Погода вчера чудесная, нынче хорошее утро. Развлечений никаких, разве только наблюдаешь, какая новая лошадь попалась: кусается ли, лягается или просто ленится. Они иногда лукавят. В этих уже нет той резигнации, как по ту сторону Станового хребта. Если седло ездит и надо подтянуть подпругу, лошадь надует брюхо — и подтянуть нельзя. Иному достанется горячая лошадь; вон такая досталась Тимофею. Лошадь начинает горячиться, а кастрюли, привязанные у него к седлу, звенеть. Прочие по этому случаю острят, особенно кучер Иван.

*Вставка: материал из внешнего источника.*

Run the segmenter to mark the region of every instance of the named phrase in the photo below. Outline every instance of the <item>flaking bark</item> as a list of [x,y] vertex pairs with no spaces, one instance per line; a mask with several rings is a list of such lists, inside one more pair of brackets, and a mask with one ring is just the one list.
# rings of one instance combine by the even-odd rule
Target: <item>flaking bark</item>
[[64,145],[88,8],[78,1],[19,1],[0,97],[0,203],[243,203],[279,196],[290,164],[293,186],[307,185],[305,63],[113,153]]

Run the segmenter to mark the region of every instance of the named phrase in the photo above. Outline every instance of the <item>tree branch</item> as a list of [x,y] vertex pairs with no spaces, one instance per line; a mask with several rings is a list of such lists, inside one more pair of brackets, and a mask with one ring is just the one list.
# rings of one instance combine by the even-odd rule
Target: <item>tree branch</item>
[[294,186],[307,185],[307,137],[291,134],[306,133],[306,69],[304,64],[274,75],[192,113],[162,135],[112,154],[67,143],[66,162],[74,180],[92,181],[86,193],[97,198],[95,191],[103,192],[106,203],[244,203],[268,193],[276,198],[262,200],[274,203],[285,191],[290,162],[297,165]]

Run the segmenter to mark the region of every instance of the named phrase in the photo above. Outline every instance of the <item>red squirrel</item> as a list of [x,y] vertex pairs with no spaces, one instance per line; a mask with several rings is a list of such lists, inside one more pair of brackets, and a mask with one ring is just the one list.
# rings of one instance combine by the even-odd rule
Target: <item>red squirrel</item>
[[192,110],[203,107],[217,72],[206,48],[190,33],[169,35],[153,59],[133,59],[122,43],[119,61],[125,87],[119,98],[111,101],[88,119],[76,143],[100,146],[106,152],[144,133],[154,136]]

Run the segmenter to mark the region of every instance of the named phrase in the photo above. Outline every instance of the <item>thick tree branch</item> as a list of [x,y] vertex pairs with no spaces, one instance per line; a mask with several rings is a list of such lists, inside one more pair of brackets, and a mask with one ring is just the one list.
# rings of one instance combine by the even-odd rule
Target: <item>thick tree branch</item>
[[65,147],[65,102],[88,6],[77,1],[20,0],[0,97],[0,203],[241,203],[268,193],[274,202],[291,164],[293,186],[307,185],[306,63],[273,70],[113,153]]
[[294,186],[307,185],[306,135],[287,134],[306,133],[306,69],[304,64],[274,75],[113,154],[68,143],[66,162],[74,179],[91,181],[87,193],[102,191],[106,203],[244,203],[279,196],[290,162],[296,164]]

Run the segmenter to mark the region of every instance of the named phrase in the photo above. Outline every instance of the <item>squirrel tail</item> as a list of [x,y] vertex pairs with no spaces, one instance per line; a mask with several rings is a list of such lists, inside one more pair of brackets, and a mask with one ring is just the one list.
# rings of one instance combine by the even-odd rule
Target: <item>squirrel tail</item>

Этот Иван очень своеобычен и с трудом отступает от своих взглядов и убеждений, но словоохотлив и услужлив. Он, между прочим, с гордостью рассказывал, как король Сандвичевых островов, глядя на его бороду и особенное платье, принял его за важное лицо и пожал ему руку. Однажды, когда к вечеру стало холоднее, князь Оболенский спросил свой тулуп. «Да далеко закладено в чемоданы и зашито», — сказал Иван. «Неправда, он должен быть в мешке, — сказал князь Оболенский, — покажи!» — «Никак нет, в чемодане», — утверждал кучер, показывая мешок. «А это что у тебя в мешке?» — спросил тот. «Да это, кто ее знает, шкура какая-то». — «Посмотрите! — сказал нам князь Оболенский, — он змеиную шкуру из Бразилии положил поближе, а тулуп запрятал!» — «Да я думал, что шкуру-то можно и выбросить, — сказал Иван, — а тулупчика-то жаль». — «Вот этак же, — заметил князь Оболенский, — он вез у меня пару кокосовых орехов до самого Охотского моря: хорошо, что я увидал вовремя да выбросил, а то он бы и их в чемоданы спрятал». — «Зачем это ты, Иван Григорьев, вез орехи? — спросил я. — Они понравились тебе — вкусны?» — «Нет, какое вкусны, — отвечал он с величайшим презрением, — это всё пустое! А я вез их по той причине, что в Москве видел, в лавке за этакие орехи просили по пяти целковых за штуку, так думал, сбуду их туда».

Нелькан, 29 августа.

Вчера, в осьмом часу вечера, насилу дотащились последнюю станцию верхом. Сорок верст ехали и отдыхали всего полтора часа на половине дороги, в лесу. Скучно, хотя по лесу встречалось так много дичи, что даже досадно на ее дерзость. Тетерева просто гуляют под ногами у лошадей, вальдшнепы вылетали из каждого куста, утки полоскались в каждой луже. «Как жаль, что нет ружья!» — сказал кто-то. «Как нет, есть два, славнейшие ружья». — «А порох есть?» — «И порох, и дробь, и пули». — «Так что же не стреляем? давай!» — «Далеко спрятаны, на дне чемодана», — сказал Иван Григорьев. «А змеиную шкуру держит под рукой!» — упрекнул князь Оболенский. «Шкуру недолго и бросить», — оправдывался Иван. «А кокосы напрасно не взял, — заметил я ему, — в самом деле можно бы выгодно продать…» — «Оно точно, кабы взять штук сто, так бы денег можно было много выручить», — сказал Иван, принявший серьезно мое замечание.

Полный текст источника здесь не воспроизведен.